The boy at the rainy window.
News

Winter finally reared its post-holiday snowy head across the states. Nearly three weeks into 2024, more than 50 percent of states were blanketed in snow. The winter blast even caused record snowfall in states like Mississippi. Schools, daycare centers, and adult care facilities were either closed or had delayed openings, but many more work offices remained open and on-time, causing havoc for families that had to make immediate care plans for their children or loved ones.

Is this snow storm odd? Yes, but there is a reason for the oddity that is at work here — global warming. Winter blizzards may seem to contradict the idea of global warming, but those blizzards are an effect of climate change.

During the recent series of inclement weather, some workers had the option to work from home or to take time off to care for their children who were home due to school closures or loved ones. However, many more were left to make a choice between their paychecks and caring for home-bound children and loved ones. Some even were sent packets on what parents should teach the children while they were out of school. So now, parents frenzied by having to find impromptu child care plans or frustrated by having to take care of loved ones who typically are at care facilities, are now being tasked with teaching their students and caring for ill loved ones. Further, with storms come power outages that affect work-from-home employees and parents charged with becoming teachers as well.

The sobering irony is that employees who do not have paid sick time benefits are vulnerable to economic insecurity. In other words, employees who have to take unexpected time off from work to care for children who are out of school or ill loved ones without having the benefit of paid family and medical leave, are actually in greater jeopardy of facing serious financial impacts.

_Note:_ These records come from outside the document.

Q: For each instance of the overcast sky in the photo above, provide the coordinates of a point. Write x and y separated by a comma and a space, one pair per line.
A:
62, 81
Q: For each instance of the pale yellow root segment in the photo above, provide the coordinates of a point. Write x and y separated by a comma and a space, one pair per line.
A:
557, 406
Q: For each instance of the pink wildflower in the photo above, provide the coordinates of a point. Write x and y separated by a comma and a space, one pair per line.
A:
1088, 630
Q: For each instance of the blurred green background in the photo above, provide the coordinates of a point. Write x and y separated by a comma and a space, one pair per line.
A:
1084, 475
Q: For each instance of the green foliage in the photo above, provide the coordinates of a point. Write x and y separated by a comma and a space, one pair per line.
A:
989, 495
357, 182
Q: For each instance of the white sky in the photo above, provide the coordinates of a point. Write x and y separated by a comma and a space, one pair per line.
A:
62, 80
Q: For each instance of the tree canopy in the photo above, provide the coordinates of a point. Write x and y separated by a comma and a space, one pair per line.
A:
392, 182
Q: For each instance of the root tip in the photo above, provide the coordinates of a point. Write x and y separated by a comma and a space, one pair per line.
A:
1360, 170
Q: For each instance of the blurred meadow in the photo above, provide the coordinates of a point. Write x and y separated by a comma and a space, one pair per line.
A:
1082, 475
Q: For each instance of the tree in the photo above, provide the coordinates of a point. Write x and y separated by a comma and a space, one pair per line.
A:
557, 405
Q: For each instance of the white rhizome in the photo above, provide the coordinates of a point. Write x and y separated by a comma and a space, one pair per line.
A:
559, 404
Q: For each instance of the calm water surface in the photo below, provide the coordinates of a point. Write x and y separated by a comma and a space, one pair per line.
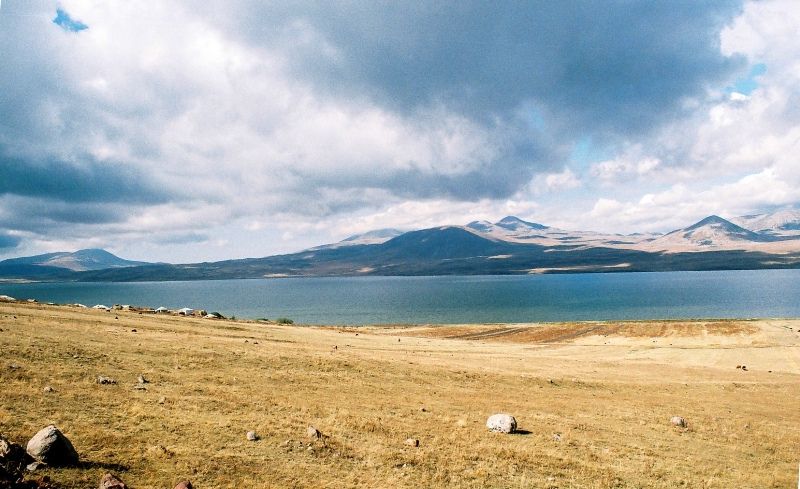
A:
459, 299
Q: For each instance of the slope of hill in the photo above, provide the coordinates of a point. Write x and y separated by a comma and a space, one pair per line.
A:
509, 246
711, 233
785, 222
62, 265
78, 261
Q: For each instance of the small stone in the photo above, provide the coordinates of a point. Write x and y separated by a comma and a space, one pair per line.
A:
678, 421
312, 432
50, 446
111, 481
502, 423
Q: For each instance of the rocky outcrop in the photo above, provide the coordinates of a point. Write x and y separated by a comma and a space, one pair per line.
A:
111, 481
51, 447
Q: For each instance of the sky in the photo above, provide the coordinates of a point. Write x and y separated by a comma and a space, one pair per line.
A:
187, 130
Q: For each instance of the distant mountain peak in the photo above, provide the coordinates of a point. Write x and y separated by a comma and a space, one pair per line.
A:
387, 233
711, 221
513, 223
81, 260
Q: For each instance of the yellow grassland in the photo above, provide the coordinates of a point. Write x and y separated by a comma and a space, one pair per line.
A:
607, 390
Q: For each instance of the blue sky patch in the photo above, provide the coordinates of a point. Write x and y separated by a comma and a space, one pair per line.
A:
749, 83
67, 23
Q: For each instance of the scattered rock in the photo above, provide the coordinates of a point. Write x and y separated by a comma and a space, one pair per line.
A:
312, 432
34, 466
503, 423
678, 421
111, 481
50, 446
13, 462
160, 451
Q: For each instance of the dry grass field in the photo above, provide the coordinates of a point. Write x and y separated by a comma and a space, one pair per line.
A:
593, 401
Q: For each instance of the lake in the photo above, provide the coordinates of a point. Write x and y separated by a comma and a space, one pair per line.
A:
456, 299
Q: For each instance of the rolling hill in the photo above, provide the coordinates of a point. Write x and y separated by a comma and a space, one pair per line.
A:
509, 246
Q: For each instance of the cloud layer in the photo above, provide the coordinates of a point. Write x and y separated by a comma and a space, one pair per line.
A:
179, 131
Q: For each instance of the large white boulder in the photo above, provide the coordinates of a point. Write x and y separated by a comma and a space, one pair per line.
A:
503, 423
50, 446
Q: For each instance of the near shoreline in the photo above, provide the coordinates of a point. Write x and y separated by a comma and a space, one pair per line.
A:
593, 400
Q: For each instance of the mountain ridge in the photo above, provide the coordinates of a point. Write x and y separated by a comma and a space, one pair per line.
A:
509, 246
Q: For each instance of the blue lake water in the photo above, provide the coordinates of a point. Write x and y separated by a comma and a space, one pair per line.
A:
457, 299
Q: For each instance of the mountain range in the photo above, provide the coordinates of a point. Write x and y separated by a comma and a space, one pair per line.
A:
508, 246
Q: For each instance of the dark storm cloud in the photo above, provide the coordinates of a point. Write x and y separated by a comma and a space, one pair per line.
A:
604, 67
8, 242
86, 180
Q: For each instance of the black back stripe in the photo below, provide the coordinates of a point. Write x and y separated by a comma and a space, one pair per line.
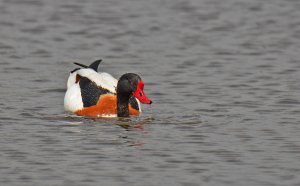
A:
90, 92
134, 104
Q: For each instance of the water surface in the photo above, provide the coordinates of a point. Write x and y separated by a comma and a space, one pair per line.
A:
224, 77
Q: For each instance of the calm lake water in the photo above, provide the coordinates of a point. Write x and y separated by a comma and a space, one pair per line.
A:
224, 77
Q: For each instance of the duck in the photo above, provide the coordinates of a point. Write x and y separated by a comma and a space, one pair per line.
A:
98, 94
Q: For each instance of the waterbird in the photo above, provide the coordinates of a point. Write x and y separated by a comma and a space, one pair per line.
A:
98, 94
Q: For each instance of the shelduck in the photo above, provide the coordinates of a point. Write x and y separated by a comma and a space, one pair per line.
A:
98, 94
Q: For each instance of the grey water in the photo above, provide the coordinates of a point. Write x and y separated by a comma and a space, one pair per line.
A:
224, 77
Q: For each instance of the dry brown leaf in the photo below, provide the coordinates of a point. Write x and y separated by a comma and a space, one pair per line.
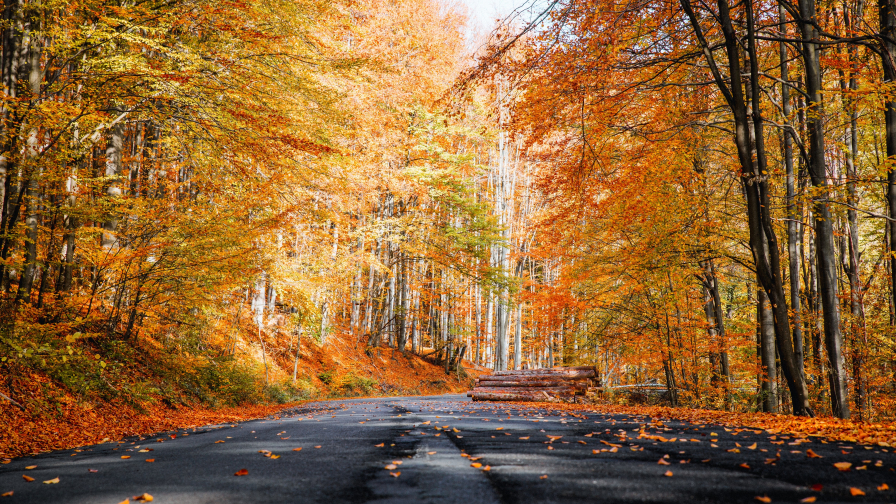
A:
843, 466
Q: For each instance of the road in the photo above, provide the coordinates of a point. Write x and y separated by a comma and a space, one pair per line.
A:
448, 449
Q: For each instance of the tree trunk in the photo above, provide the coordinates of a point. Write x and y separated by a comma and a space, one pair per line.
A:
824, 231
768, 377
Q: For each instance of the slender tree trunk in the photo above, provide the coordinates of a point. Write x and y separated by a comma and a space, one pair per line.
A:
768, 378
824, 231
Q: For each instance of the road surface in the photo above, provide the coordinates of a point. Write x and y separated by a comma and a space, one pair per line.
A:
447, 449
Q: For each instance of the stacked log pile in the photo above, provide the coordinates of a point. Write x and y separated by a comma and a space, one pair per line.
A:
545, 385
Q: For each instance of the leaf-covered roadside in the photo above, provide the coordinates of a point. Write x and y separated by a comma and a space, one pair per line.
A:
881, 434
55, 418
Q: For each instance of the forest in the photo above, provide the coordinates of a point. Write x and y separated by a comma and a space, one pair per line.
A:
695, 196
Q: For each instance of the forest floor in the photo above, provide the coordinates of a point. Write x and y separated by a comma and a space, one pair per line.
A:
52, 417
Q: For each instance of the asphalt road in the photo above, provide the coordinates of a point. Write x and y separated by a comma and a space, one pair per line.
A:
448, 449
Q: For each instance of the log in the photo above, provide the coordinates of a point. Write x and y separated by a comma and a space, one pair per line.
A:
566, 372
534, 383
528, 397
525, 390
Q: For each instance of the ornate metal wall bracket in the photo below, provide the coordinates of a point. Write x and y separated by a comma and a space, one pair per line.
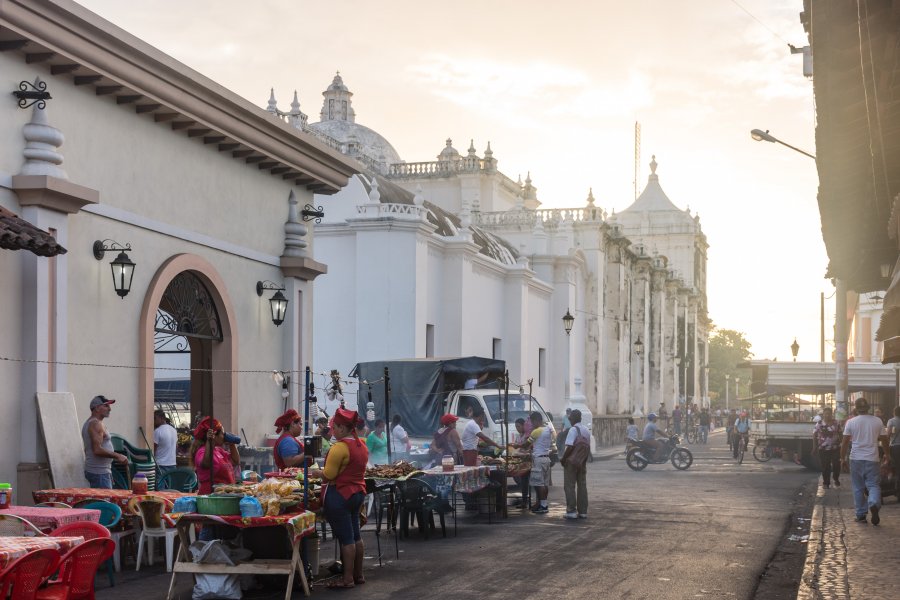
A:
311, 212
30, 94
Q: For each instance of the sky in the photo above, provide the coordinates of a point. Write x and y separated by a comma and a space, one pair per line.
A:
557, 88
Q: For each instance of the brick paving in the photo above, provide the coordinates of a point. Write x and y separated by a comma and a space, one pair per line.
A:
846, 559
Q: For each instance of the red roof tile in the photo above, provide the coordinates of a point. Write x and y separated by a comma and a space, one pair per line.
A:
19, 234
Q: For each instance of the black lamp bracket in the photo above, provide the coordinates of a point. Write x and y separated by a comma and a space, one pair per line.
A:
29, 94
261, 286
101, 247
311, 212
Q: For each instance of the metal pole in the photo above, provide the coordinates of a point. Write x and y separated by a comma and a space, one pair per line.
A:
840, 351
387, 411
308, 377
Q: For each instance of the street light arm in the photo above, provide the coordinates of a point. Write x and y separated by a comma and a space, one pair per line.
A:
764, 136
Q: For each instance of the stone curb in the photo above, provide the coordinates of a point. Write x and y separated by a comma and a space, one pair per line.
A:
809, 587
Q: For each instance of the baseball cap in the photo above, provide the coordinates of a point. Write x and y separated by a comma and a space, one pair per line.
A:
100, 401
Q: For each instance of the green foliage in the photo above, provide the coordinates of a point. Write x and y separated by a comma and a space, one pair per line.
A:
727, 349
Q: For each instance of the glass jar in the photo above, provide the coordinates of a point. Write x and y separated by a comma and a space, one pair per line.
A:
448, 463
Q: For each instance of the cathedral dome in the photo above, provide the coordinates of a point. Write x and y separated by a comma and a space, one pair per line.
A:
338, 121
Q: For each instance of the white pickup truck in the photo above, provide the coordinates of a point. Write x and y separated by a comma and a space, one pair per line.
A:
792, 436
492, 402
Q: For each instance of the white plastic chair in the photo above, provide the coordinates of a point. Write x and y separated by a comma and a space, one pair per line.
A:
150, 510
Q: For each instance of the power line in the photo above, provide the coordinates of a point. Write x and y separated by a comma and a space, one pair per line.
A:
752, 16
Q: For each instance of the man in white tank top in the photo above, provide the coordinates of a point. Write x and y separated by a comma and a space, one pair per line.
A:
98, 449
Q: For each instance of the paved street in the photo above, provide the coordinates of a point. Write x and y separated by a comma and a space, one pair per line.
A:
708, 532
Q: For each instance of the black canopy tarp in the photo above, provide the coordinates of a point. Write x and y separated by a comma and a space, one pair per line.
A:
420, 386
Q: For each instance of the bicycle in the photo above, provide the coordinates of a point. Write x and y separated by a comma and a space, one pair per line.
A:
742, 441
763, 452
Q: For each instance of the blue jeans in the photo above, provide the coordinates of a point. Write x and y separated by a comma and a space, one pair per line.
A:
865, 474
343, 515
99, 480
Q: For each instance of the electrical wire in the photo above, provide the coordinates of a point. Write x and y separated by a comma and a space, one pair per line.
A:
752, 16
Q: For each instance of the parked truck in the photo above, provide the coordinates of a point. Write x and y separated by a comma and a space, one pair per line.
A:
422, 390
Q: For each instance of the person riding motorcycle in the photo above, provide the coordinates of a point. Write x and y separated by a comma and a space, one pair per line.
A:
651, 431
741, 432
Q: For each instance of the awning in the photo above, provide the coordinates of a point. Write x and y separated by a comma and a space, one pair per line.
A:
18, 234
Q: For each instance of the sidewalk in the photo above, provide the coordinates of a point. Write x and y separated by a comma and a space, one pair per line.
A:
846, 559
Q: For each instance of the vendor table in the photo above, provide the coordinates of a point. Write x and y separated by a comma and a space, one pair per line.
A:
48, 518
298, 525
12, 548
120, 497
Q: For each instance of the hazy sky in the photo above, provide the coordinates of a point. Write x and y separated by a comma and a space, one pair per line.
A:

The mid-January record winter storms that pummeled the nation are not disconnected from the topic of paid sick time or paid family and medical leave. Just as scores of workers have to show up for work while they or a loved one is sick, they also have to work during inclement weather.

The issue of employees lacking paid sick or family and medical leave has wide reaching effects. No one should have to choose between their care responsibilities and keeping the lights on or food on the table. The truth is workplaces that prioritize the well-being of their workers––by providing paid family and medical leave––simply work better. It is not surprising that an employee would be more cheerful when their livelihood is not on the line.

How can one choose between staying home to care for a child when schools or daycares close, and going to work to ensure they earn the pay they need to care for them? It is an impossible choice that should never be on the table to begin with. Workplaces need to work for all employees so that no one must compromise the needs of family and loved ones. While the paid leave movement has progressed in recent years, many individuals — nearly 25 percent — still lack access to paid time off to have a medical appointment, heal, or to bond with a child. This is unacceptable.

People scoffed at the idea of climate change and global warming. Look where we are, cities in Mississippi covered under seven-plus inches of snow. And there may be more odd storms on the horizon. Lack of access to paid family and medical leave is a storm in and of itself. However, unlike the effects of global warming, paid family and medical leave is a storm that can be prevented.